Children, like adults, are allowed income of up to pounds 3,525 a year before they have to pay tax. This threshold will rise to pounds 3,765 in April. And like adults, children also receive their own tax-free capital gains allowance of pounds 6,000.

However, money invested by parents - but not other relatives, or friends - for their children is restricted to a much lower tax-free income allowance of pounds 100 a year. Parents are taxed on higher amounts as their own income. As a result, anything that generates a high level of income has to be treated with care. Gifts from anyone other than a parent are not subject to the pounds 100 rule, and a child's full personal tax allowance will apply to any income from the investment.

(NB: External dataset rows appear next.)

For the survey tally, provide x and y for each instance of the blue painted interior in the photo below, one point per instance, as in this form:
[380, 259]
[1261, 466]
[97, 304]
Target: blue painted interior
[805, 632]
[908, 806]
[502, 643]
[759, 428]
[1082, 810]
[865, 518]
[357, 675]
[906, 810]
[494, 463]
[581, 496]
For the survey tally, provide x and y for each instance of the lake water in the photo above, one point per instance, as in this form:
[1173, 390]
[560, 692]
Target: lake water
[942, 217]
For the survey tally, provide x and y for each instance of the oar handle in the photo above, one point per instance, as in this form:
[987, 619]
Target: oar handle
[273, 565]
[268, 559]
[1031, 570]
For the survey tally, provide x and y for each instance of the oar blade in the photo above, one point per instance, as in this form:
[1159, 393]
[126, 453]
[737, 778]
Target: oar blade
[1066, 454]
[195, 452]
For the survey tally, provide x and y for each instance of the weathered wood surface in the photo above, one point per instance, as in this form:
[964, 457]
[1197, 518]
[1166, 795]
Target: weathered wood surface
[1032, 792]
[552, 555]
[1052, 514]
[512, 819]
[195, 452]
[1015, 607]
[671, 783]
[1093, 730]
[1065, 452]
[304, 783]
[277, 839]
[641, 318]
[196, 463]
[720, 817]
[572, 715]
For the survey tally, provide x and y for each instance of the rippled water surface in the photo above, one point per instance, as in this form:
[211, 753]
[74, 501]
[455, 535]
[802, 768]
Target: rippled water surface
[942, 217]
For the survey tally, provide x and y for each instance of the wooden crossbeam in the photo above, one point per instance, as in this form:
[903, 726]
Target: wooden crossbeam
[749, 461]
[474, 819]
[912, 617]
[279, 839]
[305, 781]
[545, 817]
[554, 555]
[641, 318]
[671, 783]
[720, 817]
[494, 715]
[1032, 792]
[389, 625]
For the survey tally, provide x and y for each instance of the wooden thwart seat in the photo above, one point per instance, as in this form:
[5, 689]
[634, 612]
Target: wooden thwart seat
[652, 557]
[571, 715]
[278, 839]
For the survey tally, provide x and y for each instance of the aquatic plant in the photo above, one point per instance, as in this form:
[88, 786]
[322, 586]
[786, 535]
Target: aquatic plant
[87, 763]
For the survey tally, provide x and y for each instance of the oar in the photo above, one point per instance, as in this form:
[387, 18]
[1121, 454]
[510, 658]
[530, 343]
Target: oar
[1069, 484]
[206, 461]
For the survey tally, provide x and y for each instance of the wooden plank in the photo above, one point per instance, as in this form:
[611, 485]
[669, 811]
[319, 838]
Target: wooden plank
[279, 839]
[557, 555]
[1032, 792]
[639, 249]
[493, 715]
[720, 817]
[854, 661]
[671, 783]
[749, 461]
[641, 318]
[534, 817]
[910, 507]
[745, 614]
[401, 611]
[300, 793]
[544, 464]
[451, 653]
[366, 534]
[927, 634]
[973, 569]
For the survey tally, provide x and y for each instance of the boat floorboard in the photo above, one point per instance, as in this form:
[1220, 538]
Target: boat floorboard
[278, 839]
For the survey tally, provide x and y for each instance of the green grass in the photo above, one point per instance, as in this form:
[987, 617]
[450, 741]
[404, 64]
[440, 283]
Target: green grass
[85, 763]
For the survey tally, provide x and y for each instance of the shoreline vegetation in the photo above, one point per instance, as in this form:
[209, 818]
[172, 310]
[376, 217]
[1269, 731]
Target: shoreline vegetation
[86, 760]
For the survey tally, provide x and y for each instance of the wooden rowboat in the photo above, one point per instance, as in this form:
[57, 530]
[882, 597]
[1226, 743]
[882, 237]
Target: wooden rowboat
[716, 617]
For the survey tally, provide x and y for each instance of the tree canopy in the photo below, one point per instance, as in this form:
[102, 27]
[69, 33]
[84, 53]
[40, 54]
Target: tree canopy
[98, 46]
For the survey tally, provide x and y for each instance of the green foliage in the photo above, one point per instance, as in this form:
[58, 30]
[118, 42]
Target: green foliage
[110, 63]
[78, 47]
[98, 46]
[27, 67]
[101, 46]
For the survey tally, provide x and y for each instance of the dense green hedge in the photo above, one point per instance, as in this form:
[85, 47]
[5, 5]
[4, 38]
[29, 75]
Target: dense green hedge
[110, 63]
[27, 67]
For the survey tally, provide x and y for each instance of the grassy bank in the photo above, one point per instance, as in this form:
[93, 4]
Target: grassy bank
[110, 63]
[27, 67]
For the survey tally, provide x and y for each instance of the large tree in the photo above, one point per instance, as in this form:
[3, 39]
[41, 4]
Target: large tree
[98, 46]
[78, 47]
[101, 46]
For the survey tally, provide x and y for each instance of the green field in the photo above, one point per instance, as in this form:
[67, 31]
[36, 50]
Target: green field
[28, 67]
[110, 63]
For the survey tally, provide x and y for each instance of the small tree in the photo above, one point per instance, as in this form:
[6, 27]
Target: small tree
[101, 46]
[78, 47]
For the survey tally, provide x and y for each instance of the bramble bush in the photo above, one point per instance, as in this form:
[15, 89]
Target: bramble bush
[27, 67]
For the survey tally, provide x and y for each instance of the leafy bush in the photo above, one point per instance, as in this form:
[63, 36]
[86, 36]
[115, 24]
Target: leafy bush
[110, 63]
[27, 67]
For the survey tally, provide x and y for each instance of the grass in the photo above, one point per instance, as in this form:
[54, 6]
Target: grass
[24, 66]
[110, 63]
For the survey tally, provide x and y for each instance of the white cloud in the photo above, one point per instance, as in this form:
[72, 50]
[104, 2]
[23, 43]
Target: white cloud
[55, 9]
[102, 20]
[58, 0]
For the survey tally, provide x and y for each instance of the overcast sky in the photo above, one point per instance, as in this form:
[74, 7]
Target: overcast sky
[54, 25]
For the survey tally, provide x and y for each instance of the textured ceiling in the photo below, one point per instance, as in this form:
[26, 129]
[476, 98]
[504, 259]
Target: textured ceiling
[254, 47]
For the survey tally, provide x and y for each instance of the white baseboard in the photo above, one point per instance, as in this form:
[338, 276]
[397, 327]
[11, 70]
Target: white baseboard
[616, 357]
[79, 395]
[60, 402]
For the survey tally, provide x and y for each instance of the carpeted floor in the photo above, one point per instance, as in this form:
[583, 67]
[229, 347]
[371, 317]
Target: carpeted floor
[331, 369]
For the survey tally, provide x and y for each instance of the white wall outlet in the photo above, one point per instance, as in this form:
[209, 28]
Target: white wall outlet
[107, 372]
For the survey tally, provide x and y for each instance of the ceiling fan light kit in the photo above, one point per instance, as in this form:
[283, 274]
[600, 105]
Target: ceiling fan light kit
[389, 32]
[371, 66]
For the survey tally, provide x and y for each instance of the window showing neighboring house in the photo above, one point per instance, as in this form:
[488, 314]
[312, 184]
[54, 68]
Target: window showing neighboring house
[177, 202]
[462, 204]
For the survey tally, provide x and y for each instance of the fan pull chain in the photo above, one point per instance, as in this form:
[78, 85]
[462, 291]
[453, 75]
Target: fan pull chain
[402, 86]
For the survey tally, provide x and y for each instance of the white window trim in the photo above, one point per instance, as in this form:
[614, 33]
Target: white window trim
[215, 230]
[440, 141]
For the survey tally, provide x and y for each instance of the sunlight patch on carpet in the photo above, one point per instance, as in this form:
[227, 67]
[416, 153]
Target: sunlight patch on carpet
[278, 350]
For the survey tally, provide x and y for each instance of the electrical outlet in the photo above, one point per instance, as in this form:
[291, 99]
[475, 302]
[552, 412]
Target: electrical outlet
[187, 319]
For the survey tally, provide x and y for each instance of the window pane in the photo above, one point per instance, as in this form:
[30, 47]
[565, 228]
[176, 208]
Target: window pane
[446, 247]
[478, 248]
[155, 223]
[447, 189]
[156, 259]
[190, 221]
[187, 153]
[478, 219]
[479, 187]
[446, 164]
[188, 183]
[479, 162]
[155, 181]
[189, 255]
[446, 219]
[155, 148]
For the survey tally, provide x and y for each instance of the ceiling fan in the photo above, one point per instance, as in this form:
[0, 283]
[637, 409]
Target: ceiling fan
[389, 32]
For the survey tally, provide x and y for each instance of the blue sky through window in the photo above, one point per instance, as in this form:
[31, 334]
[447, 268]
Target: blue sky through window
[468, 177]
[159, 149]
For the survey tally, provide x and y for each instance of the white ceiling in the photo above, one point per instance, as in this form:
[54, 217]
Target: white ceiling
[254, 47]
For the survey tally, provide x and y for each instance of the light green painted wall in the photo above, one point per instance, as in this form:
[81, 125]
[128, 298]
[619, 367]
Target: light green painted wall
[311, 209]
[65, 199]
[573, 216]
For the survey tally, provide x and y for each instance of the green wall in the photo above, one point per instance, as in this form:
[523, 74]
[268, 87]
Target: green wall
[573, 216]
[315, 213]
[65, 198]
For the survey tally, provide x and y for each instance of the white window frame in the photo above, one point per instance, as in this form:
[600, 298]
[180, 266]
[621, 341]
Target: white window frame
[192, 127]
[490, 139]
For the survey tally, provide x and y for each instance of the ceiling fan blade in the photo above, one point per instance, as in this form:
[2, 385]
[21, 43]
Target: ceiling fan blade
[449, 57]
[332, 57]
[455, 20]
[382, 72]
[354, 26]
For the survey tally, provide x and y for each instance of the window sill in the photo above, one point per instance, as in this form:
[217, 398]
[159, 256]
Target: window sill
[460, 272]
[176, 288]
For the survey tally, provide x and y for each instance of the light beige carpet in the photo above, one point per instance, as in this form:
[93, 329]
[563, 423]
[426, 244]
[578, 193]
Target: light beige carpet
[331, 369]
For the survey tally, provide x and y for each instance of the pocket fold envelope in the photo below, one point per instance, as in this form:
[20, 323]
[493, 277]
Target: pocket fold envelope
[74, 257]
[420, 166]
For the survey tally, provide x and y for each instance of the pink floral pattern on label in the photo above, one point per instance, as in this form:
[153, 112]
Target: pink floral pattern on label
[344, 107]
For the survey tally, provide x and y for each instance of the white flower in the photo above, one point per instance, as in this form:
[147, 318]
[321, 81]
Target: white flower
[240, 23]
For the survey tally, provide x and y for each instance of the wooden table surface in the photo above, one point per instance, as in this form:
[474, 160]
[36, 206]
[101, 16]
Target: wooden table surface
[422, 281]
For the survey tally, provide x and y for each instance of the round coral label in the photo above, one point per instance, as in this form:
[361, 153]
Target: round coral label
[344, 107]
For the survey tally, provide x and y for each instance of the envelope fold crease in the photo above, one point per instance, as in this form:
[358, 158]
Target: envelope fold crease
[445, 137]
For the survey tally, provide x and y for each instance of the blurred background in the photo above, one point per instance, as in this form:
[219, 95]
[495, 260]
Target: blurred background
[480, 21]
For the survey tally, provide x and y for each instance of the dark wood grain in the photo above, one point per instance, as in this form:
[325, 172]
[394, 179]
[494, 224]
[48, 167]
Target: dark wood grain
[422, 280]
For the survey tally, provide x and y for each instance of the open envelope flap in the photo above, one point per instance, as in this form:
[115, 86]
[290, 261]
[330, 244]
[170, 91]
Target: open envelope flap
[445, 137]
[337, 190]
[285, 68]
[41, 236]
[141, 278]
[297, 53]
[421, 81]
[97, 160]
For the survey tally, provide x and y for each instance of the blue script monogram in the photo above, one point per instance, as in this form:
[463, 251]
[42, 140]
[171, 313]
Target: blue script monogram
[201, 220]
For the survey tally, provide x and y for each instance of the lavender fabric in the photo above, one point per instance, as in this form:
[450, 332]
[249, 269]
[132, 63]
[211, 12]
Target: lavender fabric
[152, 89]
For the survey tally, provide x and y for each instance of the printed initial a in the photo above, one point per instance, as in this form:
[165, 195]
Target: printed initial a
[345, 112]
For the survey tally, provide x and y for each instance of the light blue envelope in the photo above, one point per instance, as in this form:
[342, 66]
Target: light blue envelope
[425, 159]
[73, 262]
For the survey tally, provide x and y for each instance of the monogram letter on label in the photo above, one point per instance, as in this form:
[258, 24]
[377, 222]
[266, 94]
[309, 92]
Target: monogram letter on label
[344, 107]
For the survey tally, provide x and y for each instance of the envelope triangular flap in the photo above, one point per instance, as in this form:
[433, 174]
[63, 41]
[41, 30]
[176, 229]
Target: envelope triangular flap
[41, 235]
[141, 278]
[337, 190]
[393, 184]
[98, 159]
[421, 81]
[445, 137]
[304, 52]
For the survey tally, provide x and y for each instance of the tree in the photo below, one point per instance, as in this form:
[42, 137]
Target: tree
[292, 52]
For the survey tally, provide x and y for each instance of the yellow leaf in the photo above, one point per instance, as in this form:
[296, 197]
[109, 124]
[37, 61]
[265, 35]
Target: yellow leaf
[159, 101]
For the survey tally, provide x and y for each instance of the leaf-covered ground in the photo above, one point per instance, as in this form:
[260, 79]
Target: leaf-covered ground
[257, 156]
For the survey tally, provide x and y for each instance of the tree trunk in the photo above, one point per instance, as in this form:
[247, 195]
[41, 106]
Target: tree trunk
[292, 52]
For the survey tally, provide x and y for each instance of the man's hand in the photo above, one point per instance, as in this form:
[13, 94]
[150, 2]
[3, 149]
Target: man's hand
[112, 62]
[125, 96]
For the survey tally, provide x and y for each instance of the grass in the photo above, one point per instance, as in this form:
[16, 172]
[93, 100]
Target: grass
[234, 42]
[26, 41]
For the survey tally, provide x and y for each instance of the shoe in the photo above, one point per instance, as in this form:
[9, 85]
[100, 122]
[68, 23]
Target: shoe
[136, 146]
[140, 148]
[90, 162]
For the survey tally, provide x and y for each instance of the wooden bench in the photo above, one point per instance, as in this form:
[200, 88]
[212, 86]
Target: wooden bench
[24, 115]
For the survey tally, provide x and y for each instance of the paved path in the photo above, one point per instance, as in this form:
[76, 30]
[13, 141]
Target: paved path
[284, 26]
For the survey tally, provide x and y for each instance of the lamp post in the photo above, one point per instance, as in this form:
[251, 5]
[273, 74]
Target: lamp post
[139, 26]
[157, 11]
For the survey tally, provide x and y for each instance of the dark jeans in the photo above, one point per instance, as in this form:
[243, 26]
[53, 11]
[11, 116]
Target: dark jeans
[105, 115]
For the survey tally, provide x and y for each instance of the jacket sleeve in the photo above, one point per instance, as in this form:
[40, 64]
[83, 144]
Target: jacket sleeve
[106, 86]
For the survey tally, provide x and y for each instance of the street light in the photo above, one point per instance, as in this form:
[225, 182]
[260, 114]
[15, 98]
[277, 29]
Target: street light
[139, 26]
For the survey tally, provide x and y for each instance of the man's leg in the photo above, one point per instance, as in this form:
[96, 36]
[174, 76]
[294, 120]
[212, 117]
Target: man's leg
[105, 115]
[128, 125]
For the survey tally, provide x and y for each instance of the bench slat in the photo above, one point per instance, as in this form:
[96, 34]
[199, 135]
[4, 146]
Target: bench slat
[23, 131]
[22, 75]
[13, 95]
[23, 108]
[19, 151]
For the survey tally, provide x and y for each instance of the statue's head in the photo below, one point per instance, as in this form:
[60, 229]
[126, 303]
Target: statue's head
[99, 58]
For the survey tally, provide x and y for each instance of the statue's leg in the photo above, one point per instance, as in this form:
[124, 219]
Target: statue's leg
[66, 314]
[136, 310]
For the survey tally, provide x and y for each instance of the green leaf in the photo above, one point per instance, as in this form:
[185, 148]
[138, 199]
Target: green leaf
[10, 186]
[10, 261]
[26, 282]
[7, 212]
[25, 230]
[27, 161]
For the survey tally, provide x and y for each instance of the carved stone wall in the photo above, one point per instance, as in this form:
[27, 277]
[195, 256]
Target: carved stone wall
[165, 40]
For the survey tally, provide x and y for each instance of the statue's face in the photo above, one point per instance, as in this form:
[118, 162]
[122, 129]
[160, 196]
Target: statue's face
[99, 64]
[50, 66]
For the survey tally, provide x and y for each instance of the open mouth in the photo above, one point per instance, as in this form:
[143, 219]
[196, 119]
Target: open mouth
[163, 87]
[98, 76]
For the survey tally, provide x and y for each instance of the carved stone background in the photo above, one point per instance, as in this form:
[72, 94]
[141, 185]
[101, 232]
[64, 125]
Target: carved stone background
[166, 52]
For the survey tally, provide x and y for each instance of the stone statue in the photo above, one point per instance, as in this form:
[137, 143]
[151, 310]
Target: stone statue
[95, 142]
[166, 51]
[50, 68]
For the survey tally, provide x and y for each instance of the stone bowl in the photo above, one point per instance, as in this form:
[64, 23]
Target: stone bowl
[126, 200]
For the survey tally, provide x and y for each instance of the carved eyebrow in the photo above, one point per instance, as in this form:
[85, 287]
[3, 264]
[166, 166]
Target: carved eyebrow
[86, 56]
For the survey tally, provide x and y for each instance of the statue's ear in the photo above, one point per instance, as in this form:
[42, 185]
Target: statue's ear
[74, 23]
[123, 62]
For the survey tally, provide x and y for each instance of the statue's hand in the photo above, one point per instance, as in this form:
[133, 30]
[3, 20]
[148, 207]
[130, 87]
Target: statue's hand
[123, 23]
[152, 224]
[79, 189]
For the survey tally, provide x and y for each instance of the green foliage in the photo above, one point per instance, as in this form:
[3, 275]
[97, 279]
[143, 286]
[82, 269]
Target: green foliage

Children are restricted in the type of investments they can hold. They cannot hold a Tax-exempt special savings account (Tessa) or a Personal Equity Plan (Pep)in their own names, but they can hold individual shares. Some company shares come with perks that will appeal to children, such as Thornton's shares, which give chocolate vouchers. But parents do not need to risk money on the stock market to help children take advantage of their tax allowance. Most banks and building societies offer children's accounts with rates that are usually higher than on adult accounts, around 4 per cent.

To prevent tax being deducted from the account at source, parents need to fill out an Inland Revenue R85 form, usually available at a bank or building society.

A better bet for growth is the National Savings Children's Bonus Bond, which can be bought by anyone over 16 for anyone under 16. The current issue G has an annual rate of 7.85 per cent, which breaks down into 5 per cent per annum for five years plus an 18.28 per cent bonus on the fifth anniversary. Interest is paid tax-free. The bond can be redeemed before the final year, provided one month's notice is given, but no interest is paid if the bond is repaid in the first year. Investments are sold in units of pounds 25, with a ceiling of pounds 1,000.

Friendly society baby bonds are also designed with children in mind. The danger here is in the steep charges (see separate article). A baby bond investment must run at least 10 years.

Another option is the unit or investment trust. Parents can set up the investment as an absolute trust in a child's name and reclaim tax on dividends and income. Dividends and income can be reinvested or paid into a child's building society account.

It is sensible to look for a fund that looks beyond the UK, with exposure to countries that promise growth, such as China.